Als Staatssekretär in der Stadtentwicklungsverwaltung setzte Stimmann 1996 bis 1999 mit dem „Planwerk Innenstadt“ den historischen Stadtgrundriss als Planungsleitbild durch. Die Nachkriegsstadtplanung wurde dabei komplett ignoriert, was besonders im Osten heftige Entrüstung hervorrief.
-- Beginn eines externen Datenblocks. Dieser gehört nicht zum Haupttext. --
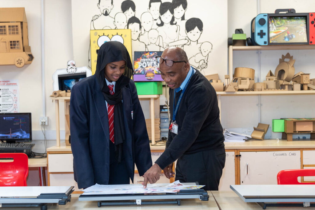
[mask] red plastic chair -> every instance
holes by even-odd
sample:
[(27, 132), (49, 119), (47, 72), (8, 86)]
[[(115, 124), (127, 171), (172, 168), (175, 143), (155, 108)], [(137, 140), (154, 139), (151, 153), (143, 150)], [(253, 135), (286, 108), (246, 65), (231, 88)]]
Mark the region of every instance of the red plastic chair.
[(299, 176), (315, 176), (315, 168), (280, 171), (277, 176), (278, 184), (315, 184), (315, 182), (300, 182)]
[[(6, 161), (10, 161), (8, 158), (13, 158), (13, 162)], [(0, 153), (0, 186), (27, 186), (28, 158), (26, 154)]]

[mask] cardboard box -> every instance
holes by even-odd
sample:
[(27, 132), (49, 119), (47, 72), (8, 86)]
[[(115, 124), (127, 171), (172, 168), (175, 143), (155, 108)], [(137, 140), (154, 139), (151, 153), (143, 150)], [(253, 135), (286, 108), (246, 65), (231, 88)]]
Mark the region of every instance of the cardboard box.
[(210, 82), (211, 80), (218, 80), (219, 79), (219, 75), (218, 74), (213, 74), (206, 75), (205, 76), (205, 77), (207, 78), (207, 79), (208, 80), (208, 81)]
[(138, 95), (156, 95), (162, 94), (162, 82), (135, 82)]
[(20, 68), (31, 63), (34, 57), (24, 8), (0, 8), (0, 65)]
[(294, 84), (292, 85), (293, 87), (293, 90), (301, 90), (301, 84)]
[(257, 128), (254, 127), (254, 131), (252, 133), (252, 138), (253, 139), (263, 140), (265, 135), (269, 128), (268, 124), (259, 123)]
[(309, 84), (310, 83), (310, 74), (301, 74), (298, 75), (294, 77), (292, 81), (300, 84)]
[(224, 90), (224, 85), (223, 82), (221, 82), (221, 80), (213, 80), (212, 82), (210, 83), (216, 92), (223, 91)]
[(313, 122), (295, 122), (295, 130), (298, 132), (311, 131), (313, 130)]
[(283, 119), (272, 120), (272, 132), (284, 132), (284, 120)]

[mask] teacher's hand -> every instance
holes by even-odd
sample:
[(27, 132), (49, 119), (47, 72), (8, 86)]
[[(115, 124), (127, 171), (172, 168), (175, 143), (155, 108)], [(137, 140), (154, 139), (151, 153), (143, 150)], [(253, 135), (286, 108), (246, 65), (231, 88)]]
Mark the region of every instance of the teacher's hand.
[(144, 178), (144, 180), (142, 183), (143, 188), (146, 188), (146, 185), (148, 181), (151, 184), (155, 183), (160, 179), (160, 174), (162, 170), (158, 165), (154, 163), (151, 168), (146, 171), (142, 176)]
[(169, 179), (171, 177), (174, 177), (174, 175), (175, 173), (173, 172), (173, 163), (166, 167), (165, 168), (163, 169), (163, 171), (165, 176), (168, 179)]

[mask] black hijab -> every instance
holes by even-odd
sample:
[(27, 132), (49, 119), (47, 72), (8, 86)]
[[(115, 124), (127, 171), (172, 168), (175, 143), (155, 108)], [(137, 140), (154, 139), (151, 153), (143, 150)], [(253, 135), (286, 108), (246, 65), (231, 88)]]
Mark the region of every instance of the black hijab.
[[(115, 93), (111, 95), (105, 80), (105, 67), (110, 63), (124, 60), (126, 66), (123, 73), (116, 82)], [(103, 44), (98, 51), (95, 75), (104, 98), (110, 105), (115, 105), (114, 115), (114, 133), (116, 157), (118, 162), (121, 161), (123, 144), (126, 140), (122, 89), (128, 85), (133, 70), (129, 54), (123, 44), (119, 42), (107, 42)]]

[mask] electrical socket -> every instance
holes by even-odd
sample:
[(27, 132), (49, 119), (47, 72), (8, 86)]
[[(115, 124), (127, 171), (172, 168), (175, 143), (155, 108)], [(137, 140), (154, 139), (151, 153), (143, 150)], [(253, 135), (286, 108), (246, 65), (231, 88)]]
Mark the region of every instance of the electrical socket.
[(42, 125), (42, 123), (45, 122), (45, 125), (48, 125), (48, 117), (41, 117), (39, 118), (39, 125)]

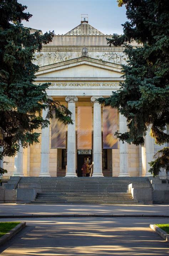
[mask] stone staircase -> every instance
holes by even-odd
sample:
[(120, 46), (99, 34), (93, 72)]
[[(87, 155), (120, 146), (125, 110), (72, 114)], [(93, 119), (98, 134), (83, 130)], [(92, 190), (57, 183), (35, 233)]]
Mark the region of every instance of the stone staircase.
[(133, 204), (134, 201), (127, 193), (128, 185), (133, 183), (149, 183), (147, 177), (21, 177), (19, 184), (41, 185), (33, 204)]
Die damaligen Auseinandersetzungen kommen einem aus heutiger Sicht wie Szenen aus dem Kindergarten vor. Die Architektur, die heute, zehn Jahre später, gebaut wird, sieht noch konservativer aus als Stimmanns „Berlinische Architektur“ – und das freiwillig, ohne dass ein Geschmacksdiktator dahinter stünde.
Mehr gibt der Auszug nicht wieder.